Do neurodivergent couples need a neurodivergent therapist?

Recently someone asked me if I was neurodivergent. They asked because they weren’t sure they wanted to work with a therapist who was Neurotypical.
The unspoken message was clear: if you haven’t lived it, you can’t possibly “get” it. It’s a notion I bump into now and then… and it always gives me pause.
If that logic held true, I’d need to have personally endured every form of loss, heartbreak, redundancy, and upheaval to do my job.
This view negates the skill and insight I’ve gained both theoretically and through thousands of hours of couples work – specifically couples impacted by Neurodiversity.
The lived experience assumption
There’s a deeply human instinct to want to be understood by someone who has “been there.” It can feel safer. We might think they’ll know what we mean without having to explain.
Lived experience does have real value. It can create a shorthand, empathy, and an insider’s awareness of the challenges involved. But there are other routes to understanding.
As an experienced couples therapist and coach, I draw on multiple sources of insight: training, theory, clinical experience, supervision, and a cultivated capacity for empathy. If we demanded matching life histories in therapy, most of us would find the list of eligible practitioners shrinking to nearly zero.
My experience and professional background
I’ve been working with ND couples since 2012. Long before it became a mainstream topic. Over the years, I’ve worked with thousands of couples where one or both partners present with ADHD, AS, or related neurodivergent traits.
My approach is grounded in extensive formal training. This includes couple therapy, Internal Family Systems (IFS), Dialectical Behaviour Therapy (DBT), Emotionally Focused Therapy (EFT), and an MSc in psychosexual therapy, alongside continuous professional development.
I’ve also studied the work of leading ND researchers and clinicians. These greats include Melissa Orlov, Russell Barkley, Edward Hallowell, and John Ratey. I integrated their insights into my practice years before ND awareness entered the cultural spotlight. This blend of deep professional knowledge and long-term, client-led learning has been invaluable in supporting ND couples effectively.

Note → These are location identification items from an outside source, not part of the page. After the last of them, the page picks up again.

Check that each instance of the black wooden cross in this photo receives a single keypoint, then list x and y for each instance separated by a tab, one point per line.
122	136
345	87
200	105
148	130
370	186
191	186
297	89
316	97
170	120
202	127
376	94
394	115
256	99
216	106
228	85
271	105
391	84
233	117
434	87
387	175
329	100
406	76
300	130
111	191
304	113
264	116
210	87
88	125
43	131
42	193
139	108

The perks and drawbacks of lived experience
With increasing awareness and diagnosis of neurodivergence the therapy space has been flooded with newly qualified newly diagnosed therapists.
I respect and welcome colleagues whose lived experience of neurodivergence informs their work. It can be a genuine asset in some forms of therapy, offering nuance and immediacy. But there are also potential pitfalls.
As a therapist it is important to ensure that lived experience doesn’t lead to overidentification with a client. As this blurs the boundary between the therapist’s own history and the client’s present needs. The therapist needs to hold a clear, reflective stance that helps therapy move forward.
That’s where professional concepts like transference (when a client projects feelings about someone else onto the therapist) and countertransference (the therapist’s emotional reactions to the client) matter. I’m trained to recognise and manage these dynamics. A skilled therapist, ND or not, knows how to hold that “blank page” space: receptive, attuned, and free from their own agenda.
Why “just like me” isn’t always better
Limiting yourself to neurodivergent therapists may provide validation, but not challenge. Therapy needs both to help you grow. Sometimes, the most transformative insights come from people who see the world differently to you and have taken the time to truly understand what makes you tick.
There’s also the reality that neurodivergent and neurotypical people will continue to coexist in families, workplaces, education, and communities. Building bridges between these perspectives is part of thriving in a mixed-neurology world. A neurotypical therapist with strong ND understanding can model healthy cross-neurotype communication — a skill you can then carry into your everyday relationships.
Rethinking how we frame neurodivergence in couples therapy
When I work with ND couples, I see neurodivergence as part of the wide continuum of human behaviour.
While the disability framing of neurodivergence can be useful in advocating for support, it can also negate the strengths and positive qualities the ND member brings to the couple . Many ND individuals bring exceptional strengths to the couple dynamic, charisma, intelligence, and a unique perspective on the world. These are all assets, which I’ve covered in an early post on Navigating Neurodiverse Relationships and more recently our post on Neurodivergent Skills in a Digital Future. Therapy that only focuses on “problems” risks overlooking these strengths.
A balanced approach acknowledges both the challenges and the capacities of the couple, aiming to foster understanding, communication, and mutual respect within relationships.
Is a neurodivergent therapist necessary?
The most important thing is whether the therapist understands both neurodivergence, couple dynamics and the interrelationship between the two. They must have the skills to work with that and create a space where both members of the couple feel safe and seen.
Neurodivergence is just one part of a couple’s story. A good therapist will see the whole picture. The personalities, the communication styles, the emotional needs, all come into the work. Ultimately, what matters most is whether the therapist has the training, experience, insight and empathy to support your relationship effectively.